Dejarlos estar

| ERNESTO S. POMBO |

OPINIÓN

ALGUNOS creíamos que Galicia es un país con un futuro portentoso. Pensábamos que se están partiendo el espinazo para construirnos un lugar en el que hasta los más quisquillosos fuesen felices. Pero, por lo visto, la cosa no debe ser tan sencilla. O, a lo mejor es que no lo están haciendo bien. Que organizando concursos de misses y levantando mausoleos no se construye el futuro. Un estudio de la Universidad compostelana nos alerta nuevamente de la negritud de nuestro porvenir. Nos dice que a la vuelta de la esquina, en unos 20 años, más de 230 municipios no llegarán a alcanzar los 5.000 parroquianos. Y que gran parte de las más de 30.000 parroquias y lugares pasarán al recuerdo. Con estos datos, el estudio sirve para abrir un debate sobre la unificación municipal que, según parece, nos vendría al pelo porque permitiría incrementar los gastos por habitante y, por tanto mejorar los servicios y la calidad de vida. Claro que arrancamos con un serio inconveniente. De llevarse a cabo esa fusión, los actuales cargos políticos quedarían reducidos a la cuarta parte.

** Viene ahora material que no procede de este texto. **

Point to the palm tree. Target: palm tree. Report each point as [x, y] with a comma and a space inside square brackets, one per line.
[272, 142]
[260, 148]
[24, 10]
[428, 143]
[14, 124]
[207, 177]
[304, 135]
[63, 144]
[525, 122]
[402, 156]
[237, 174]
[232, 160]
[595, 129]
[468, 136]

Y esto sí que es un problema. Porque a ver qué hacemos entonces con el hijo, el yerno y con la señora del vecino de arriba. La estructura política municipal gallega se asienta, como todos sabemos, en el acuerdo tácito de « eu vótolle para o concello e vostede fai o demáis» . Que es algo así como que a usted lo voy a hacer un señor, pero a mí tampoco me puede ir mal. Y sobre esta alianza venimos funcionando con total naturalidad. Así que remover ahora esa cuestión puede resultar altamente sensible y hasta peligroso. A ver quien se atreve a decirles a los que comen percebes y toman las copas a cuenta del concello, que hay que ir pensando en largarse. Nos resulta menos violento dejarlos que sigan inaugurando ascensores.